The Detroit Lions' scout didn't believe his stopwatch. "Uh, can you run that again, Reggie?" he asked during Texas A&M's Pro Day in March. Aggies quarterback Reggie McNeal had just been timed at 4.30 seconds in the 40-yard dash on the indoor track, to the wonderment of the 40 or so teammates looking on. Obliging the scout, McNeal sprinted again--and scorched the track again. On his second go, the watch read 4.28, giving McNeal the two fastest times of the afternoon.

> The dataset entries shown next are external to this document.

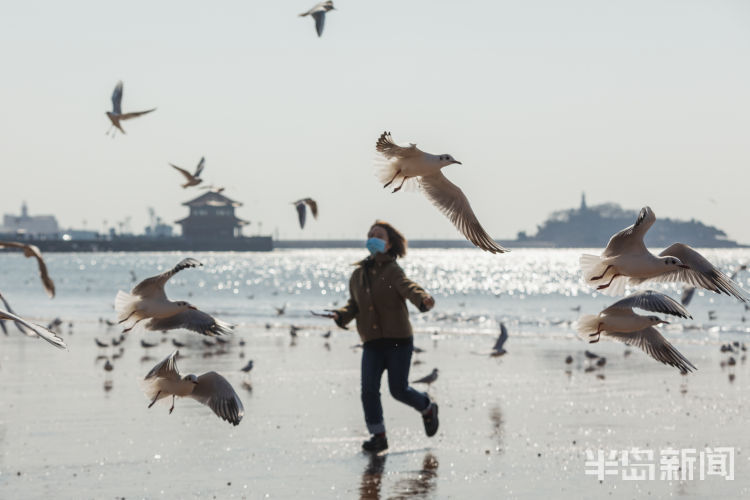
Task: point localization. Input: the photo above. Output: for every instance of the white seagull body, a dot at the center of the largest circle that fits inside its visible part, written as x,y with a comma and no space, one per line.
211,389
38,330
116,115
627,260
319,14
411,163
192,179
620,322
33,251
147,301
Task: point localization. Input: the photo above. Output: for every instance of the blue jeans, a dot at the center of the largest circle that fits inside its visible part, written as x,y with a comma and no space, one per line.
397,360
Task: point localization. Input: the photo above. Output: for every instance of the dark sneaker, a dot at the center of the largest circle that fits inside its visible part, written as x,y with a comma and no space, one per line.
375,444
431,421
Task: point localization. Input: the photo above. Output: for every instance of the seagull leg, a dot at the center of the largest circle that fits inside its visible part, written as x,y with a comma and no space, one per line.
155,398
595,278
602,287
124,320
400,185
392,179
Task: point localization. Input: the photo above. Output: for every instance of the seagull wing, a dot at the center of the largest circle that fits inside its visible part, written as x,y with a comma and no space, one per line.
153,287
687,295
18,325
188,175
650,300
453,203
655,345
117,99
700,273
134,114
191,319
391,150
320,20
200,166
217,393
41,331
313,206
33,251
501,339
167,368
301,213
630,239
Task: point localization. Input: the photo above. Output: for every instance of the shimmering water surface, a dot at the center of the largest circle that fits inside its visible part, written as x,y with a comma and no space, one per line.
511,427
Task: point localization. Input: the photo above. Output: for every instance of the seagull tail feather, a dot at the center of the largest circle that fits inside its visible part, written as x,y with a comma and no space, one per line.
592,266
125,305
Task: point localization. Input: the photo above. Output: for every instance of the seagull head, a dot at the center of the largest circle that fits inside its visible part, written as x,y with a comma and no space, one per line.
445,160
674,263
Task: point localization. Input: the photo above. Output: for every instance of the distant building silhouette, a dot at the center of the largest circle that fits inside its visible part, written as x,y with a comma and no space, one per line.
212,218
30,225
592,226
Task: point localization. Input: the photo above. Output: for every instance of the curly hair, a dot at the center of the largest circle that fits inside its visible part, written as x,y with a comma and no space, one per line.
395,238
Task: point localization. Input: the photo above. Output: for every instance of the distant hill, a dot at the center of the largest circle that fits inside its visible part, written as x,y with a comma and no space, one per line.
593,226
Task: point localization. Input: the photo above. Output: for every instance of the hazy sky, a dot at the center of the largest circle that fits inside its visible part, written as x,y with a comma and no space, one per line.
636,102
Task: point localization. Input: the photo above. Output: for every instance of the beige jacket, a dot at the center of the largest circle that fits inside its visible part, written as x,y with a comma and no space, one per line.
378,291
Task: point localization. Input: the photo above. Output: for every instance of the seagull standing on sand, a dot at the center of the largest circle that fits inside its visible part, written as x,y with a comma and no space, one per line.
147,301
211,389
429,379
620,322
319,14
301,206
425,168
192,179
33,251
116,115
498,349
626,258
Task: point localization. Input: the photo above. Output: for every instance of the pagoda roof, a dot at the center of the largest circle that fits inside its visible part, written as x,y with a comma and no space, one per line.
237,221
212,199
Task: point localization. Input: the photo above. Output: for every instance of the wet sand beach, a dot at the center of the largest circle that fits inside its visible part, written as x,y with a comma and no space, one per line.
512,427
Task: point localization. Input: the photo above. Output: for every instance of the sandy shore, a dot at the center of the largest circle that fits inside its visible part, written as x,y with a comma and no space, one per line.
516,427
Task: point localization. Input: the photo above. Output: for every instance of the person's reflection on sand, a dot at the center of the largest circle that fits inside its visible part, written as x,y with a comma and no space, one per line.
421,485
371,478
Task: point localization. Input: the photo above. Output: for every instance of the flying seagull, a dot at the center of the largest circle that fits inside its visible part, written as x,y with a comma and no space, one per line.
39,330
689,291
33,251
319,14
116,115
626,258
620,322
192,179
301,206
411,163
147,301
211,389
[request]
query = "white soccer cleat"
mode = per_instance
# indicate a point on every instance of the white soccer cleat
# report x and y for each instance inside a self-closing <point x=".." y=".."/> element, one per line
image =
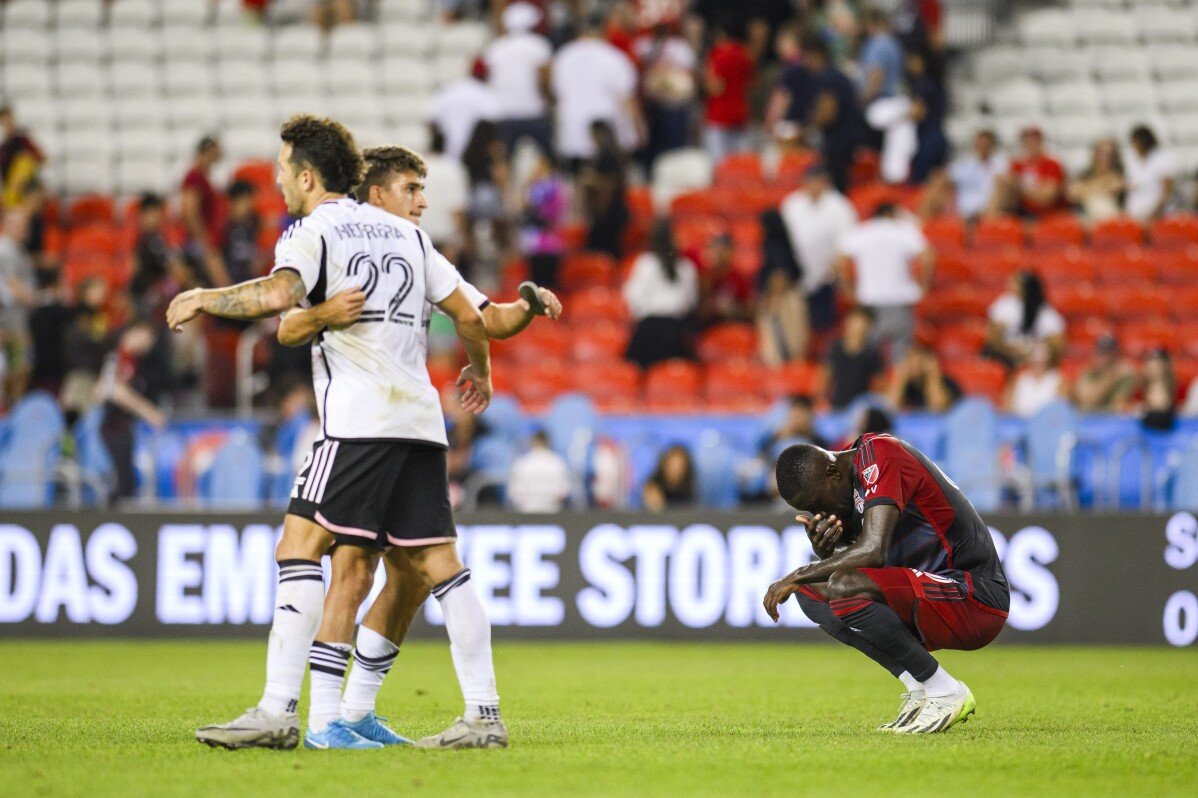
<point x="942" y="713"/>
<point x="465" y="733"/>
<point x="912" y="702"/>
<point x="255" y="729"/>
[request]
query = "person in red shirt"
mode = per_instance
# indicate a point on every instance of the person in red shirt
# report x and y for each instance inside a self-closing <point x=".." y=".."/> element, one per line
<point x="1035" y="185"/>
<point x="727" y="74"/>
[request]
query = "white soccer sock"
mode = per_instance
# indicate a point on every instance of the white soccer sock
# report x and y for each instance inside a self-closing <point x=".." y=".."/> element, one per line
<point x="298" y="604"/>
<point x="326" y="666"/>
<point x="941" y="684"/>
<point x="470" y="644"/>
<point x="373" y="658"/>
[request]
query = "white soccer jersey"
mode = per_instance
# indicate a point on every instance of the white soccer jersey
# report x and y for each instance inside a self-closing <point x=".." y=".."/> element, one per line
<point x="371" y="380"/>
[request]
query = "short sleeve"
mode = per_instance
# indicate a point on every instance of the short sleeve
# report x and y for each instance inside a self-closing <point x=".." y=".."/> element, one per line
<point x="440" y="277"/>
<point x="301" y="249"/>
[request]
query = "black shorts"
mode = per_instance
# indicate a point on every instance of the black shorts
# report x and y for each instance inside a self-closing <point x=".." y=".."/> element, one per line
<point x="376" y="494"/>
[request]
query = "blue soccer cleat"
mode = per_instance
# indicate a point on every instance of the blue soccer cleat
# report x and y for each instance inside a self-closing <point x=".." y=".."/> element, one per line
<point x="337" y="736"/>
<point x="374" y="727"/>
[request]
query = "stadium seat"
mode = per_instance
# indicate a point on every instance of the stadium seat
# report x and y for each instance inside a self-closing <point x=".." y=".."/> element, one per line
<point x="1002" y="231"/>
<point x="728" y="342"/>
<point x="1119" y="231"/>
<point x="1175" y="231"/>
<point x="1057" y="231"/>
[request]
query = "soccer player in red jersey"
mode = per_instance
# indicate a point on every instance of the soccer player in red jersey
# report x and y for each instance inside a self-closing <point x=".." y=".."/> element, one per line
<point x="918" y="570"/>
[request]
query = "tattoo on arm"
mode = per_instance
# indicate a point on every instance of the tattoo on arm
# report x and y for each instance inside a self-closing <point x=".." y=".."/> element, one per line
<point x="259" y="298"/>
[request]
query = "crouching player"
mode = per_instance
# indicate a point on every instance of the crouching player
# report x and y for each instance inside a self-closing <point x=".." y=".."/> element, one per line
<point x="919" y="570"/>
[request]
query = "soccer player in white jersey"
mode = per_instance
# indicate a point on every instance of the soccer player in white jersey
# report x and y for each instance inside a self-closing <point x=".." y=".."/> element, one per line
<point x="381" y="463"/>
<point x="394" y="182"/>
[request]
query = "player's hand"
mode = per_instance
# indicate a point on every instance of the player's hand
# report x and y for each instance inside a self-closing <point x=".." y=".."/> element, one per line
<point x="779" y="592"/>
<point x="476" y="391"/>
<point x="823" y="531"/>
<point x="343" y="309"/>
<point x="183" y="308"/>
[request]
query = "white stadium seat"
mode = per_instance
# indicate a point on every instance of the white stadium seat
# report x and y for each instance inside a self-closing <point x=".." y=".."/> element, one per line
<point x="1047" y="28"/>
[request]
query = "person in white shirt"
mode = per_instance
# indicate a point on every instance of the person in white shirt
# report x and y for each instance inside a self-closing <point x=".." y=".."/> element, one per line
<point x="518" y="64"/>
<point x="593" y="80"/>
<point x="539" y="481"/>
<point x="973" y="175"/>
<point x="663" y="295"/>
<point x="888" y="264"/>
<point x="383" y="436"/>
<point x="1022" y="318"/>
<point x="458" y="107"/>
<point x="1149" y="174"/>
<point x="817" y="217"/>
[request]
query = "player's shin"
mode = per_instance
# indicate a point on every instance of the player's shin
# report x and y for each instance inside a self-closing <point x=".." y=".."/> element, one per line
<point x="297" y="611"/>
<point x="470" y="644"/>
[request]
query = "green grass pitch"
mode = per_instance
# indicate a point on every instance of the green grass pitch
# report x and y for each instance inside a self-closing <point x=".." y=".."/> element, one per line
<point x="100" y="719"/>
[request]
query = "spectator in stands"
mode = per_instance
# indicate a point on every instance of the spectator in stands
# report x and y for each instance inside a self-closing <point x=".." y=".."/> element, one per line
<point x="1038" y="384"/>
<point x="782" y="326"/>
<point x="603" y="183"/>
<point x="518" y="62"/>
<point x="661" y="294"/>
<point x="1022" y="318"/>
<point x="1107" y="384"/>
<point x="1099" y="191"/>
<point x="887" y="264"/>
<point x="918" y="384"/>
<point x="539" y="481"/>
<point x="19" y="159"/>
<point x="200" y="212"/>
<point x="1150" y="176"/>
<point x="242" y="255"/>
<point x="672" y="483"/>
<point x="1035" y="186"/>
<point x="669" y="85"/>
<point x="1159" y="407"/>
<point x="816" y="217"/>
<point x="135" y="378"/>
<point x="727" y="74"/>
<point x="545" y="205"/>
<point x="974" y="176"/>
<point x="457" y="109"/>
<point x="158" y="273"/>
<point x="879" y="62"/>
<point x="725" y="292"/>
<point x="854" y="363"/>
<point x="592" y="82"/>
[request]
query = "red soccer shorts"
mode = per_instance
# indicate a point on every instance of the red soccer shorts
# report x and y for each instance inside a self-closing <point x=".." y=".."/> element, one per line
<point x="938" y="610"/>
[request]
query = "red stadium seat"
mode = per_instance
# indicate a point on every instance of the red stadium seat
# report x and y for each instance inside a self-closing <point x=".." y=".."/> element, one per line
<point x="599" y="343"/>
<point x="1058" y="230"/>
<point x="1000" y="231"/>
<point x="587" y="270"/>
<point x="1175" y="231"/>
<point x="91" y="209"/>
<point x="1118" y="231"/>
<point x="672" y="379"/>
<point x="980" y="378"/>
<point x="739" y="169"/>
<point x="945" y="231"/>
<point x="728" y="342"/>
<point x="596" y="304"/>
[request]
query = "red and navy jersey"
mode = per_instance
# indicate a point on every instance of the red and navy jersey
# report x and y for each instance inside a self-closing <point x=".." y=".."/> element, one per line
<point x="938" y="530"/>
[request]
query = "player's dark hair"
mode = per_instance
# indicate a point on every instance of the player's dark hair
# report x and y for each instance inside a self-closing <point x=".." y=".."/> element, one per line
<point x="327" y="147"/>
<point x="383" y="164"/>
<point x="1033" y="292"/>
<point x="798" y="467"/>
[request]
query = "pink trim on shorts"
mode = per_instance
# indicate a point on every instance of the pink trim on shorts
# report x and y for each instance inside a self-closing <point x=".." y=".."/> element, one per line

"I've never been around a more talented quarterback than Reggie McNeal," third-year Aggies coach Dennis Franchione says of the 6'2", 206-pound senior. "He's got a great arm, and he's obviously very fast. Sometimes the best thing that can happen is to call a pass play and hope all the receivers are covered. That's when Reggie will take off and really make a play."
Texas A&M has 20 starters back, but none will be more important than McNeal, an electrifying talent who's a dark horse Heisman Trophy candidate. Last year the Lufkin ( Texas) High product set A&M records for passing yards (2,791) and rushing yards by a quarterback (718). He also owns the Big 12 mark of 213 consecutive passes without an interception. McNeal could put up even better numbers this fall. The Aggies have four starters back on the line, three receivers with starting experience and junior running back Courtney Lewis, who's back to full strength after being hampered by nagging ankle injuries in '04. "Our offense has a ton of weapons," says McNeal. "If we stay healthy, we're going to be very difficult to defend."
Texas A&M last won the division in 1998, and since then Oklahoma and Texas have dominated the South. This may be Franchione's best shot yet at breaking through. "We have five tough road games, and there's always Oklahoma and Texas on the schedule," Franchione says. "But our program is certainly headed in the right direction. Plus, we've got something that nobody else has: Reggie McNeal." -- L.A.